On this day … 15 January 1689

James Stanley 10th earl of Derby
James Stanley 10th earl of Derby

This was the entry in the diary of Thomas Bellingham:

Ye 15. A frost and thaw. This day was ye election of members to serve in the Convention. Mr. Stanly, whom I personated, was unanimously chosen. Ye competition between Rigby and Patten was carried by 2 votes for Patten: he had 208, ‘tother 206. I was carry’d on mens shoulders from barrs to barrs, and was handsomely treated till very late.

The election was for the Convention Parliament, which faced the tricky question of who was to rule England following the invasion by William of Orange and the flight of James II. Should William become king, which he wanted, or should his wife, Mary, James’ daughter, be queen? Or could some accommodation be found with James?

‘Mr Stanly’ was the Hon James Stanley, later the 10th earl of Derby (pictured). Bellingham ‘personated’ (stood in for) Stanley, who could not take part in the election himself since he was serving in one of William of Orange’s regiments.

Rigby was Edward Rigby, a member of the family prominent in the town in the 17th century. They owned some of the largest houses in the town, as well as Middleton Hall and Longley Hall in Goosnargh

Edward’s grandfather, Alexander, was one of the leaders of the Parliamentary forces in Lancashire during the Civil War.
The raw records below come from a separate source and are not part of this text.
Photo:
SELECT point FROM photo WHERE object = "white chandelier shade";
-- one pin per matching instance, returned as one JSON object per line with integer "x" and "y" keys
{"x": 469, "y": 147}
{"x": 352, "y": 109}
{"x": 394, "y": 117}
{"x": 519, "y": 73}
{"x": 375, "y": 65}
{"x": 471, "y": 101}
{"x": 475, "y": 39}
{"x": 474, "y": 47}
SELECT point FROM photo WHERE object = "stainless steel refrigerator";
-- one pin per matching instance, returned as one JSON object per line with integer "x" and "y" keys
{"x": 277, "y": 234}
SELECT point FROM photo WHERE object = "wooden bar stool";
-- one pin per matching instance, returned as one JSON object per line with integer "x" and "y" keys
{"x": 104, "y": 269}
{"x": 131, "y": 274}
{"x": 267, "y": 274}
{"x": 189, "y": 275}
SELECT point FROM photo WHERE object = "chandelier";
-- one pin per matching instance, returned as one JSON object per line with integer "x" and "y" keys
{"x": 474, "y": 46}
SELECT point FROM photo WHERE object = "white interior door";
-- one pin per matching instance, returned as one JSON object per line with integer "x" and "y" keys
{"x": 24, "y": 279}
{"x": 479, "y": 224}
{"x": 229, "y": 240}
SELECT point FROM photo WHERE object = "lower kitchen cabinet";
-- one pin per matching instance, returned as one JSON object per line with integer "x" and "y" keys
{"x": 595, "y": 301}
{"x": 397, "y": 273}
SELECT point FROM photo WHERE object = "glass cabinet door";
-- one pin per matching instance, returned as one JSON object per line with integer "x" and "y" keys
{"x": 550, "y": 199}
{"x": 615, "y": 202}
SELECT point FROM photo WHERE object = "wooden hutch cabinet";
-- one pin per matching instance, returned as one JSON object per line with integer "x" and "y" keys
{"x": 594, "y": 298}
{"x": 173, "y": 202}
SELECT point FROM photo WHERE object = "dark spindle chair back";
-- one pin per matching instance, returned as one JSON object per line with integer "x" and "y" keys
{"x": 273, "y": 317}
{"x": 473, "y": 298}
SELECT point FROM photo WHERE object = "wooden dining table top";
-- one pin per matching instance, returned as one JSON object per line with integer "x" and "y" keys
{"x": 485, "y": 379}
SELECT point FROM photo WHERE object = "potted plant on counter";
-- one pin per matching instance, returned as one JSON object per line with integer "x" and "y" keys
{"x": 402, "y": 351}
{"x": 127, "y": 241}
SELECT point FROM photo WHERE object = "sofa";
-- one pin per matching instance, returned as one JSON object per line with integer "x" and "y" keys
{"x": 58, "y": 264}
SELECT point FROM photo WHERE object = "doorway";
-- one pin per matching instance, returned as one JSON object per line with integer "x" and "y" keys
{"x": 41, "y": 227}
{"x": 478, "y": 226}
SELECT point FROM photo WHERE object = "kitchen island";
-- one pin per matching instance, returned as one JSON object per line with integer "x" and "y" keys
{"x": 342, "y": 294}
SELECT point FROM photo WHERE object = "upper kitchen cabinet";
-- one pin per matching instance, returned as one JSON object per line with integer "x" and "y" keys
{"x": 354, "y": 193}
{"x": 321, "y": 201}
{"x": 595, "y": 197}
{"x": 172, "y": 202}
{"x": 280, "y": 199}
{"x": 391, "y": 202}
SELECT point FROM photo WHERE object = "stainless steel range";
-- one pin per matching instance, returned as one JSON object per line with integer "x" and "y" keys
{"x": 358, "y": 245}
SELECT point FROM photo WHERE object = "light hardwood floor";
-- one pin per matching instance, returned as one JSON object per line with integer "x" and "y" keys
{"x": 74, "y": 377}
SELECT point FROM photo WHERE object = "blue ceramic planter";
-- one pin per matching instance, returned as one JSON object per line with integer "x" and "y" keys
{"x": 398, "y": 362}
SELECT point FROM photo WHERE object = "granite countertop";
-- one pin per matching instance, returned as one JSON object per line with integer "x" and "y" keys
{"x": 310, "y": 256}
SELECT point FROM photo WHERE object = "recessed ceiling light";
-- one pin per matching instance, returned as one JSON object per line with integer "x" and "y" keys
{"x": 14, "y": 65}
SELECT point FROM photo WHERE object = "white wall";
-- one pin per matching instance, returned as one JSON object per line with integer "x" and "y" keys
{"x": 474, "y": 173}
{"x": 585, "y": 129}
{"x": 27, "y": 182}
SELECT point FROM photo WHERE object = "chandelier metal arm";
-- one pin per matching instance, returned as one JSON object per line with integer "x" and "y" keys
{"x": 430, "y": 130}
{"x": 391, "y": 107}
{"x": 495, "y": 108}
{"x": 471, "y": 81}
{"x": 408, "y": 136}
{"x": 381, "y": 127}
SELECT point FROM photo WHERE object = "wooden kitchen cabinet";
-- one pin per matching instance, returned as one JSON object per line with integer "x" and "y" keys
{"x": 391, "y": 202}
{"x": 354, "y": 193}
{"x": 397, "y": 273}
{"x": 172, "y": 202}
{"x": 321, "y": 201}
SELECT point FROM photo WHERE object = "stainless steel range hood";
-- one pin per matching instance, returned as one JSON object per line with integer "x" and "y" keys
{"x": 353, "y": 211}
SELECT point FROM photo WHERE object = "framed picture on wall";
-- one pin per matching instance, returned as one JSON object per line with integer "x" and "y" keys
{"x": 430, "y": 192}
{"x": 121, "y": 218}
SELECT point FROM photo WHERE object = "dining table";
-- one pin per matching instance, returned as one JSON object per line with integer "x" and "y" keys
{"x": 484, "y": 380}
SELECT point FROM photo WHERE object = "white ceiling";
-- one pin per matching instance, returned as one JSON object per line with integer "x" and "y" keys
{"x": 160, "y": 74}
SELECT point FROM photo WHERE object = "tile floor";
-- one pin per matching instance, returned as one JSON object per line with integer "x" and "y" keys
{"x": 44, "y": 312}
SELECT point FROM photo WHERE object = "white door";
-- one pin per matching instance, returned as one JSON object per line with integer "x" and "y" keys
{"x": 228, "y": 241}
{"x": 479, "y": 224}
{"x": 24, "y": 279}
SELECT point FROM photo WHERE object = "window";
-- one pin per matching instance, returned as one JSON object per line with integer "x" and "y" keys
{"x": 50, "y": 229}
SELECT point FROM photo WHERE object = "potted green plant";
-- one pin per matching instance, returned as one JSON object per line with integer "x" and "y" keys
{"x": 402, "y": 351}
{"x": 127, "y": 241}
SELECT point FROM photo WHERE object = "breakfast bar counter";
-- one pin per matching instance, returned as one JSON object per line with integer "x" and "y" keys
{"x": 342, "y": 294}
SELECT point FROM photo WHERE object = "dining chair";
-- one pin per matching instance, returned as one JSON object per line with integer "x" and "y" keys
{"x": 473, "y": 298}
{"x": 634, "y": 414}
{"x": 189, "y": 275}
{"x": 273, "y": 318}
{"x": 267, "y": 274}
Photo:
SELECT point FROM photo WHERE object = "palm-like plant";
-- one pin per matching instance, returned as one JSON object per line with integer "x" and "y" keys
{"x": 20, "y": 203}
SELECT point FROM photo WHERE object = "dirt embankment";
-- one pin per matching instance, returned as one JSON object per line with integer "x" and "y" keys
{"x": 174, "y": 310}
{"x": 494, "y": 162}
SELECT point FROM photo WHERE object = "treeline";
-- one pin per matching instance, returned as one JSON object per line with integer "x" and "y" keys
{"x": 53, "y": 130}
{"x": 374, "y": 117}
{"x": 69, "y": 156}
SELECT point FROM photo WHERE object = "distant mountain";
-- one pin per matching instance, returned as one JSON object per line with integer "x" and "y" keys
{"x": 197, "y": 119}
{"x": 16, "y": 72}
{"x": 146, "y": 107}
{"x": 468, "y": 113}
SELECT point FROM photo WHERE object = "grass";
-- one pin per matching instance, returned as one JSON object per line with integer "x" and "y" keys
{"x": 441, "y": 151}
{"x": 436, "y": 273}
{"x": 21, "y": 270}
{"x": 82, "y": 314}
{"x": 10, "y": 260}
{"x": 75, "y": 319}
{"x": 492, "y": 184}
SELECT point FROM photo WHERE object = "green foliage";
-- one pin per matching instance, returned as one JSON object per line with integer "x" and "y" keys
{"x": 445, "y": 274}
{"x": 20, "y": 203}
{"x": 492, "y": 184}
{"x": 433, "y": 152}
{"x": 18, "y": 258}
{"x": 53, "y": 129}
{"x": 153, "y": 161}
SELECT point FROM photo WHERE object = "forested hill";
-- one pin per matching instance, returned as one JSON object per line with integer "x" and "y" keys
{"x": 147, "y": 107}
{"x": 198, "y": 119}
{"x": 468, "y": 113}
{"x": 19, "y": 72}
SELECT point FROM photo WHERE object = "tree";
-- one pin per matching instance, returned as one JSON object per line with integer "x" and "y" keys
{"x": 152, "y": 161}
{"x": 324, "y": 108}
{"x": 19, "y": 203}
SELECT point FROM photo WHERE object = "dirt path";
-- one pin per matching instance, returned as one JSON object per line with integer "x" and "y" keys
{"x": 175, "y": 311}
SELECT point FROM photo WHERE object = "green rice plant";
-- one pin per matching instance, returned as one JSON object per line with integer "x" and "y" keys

He became a senior judge, who according to one possibly spiteful account, was ‘never knowne to bee worth one [thousand] till hee became a publicke robber by law: but you must remember hee had beene a lawyer and a bad one.’

Patten was Thomas Patten, who lived at Patten House, the magnificent Church Street mansion, later the Preston home of the earls of Derby, demolished in the 19th century.

The barrs to which Bellingham was carried shoulder high were the town’s barrs that were found at the ends of Fishergate, Friargate, Church Street and possibly Mainsprit Weind. As their name suggests, their purpose was to control access to the town, particularly on market days when tolls were collected from traders from out of town.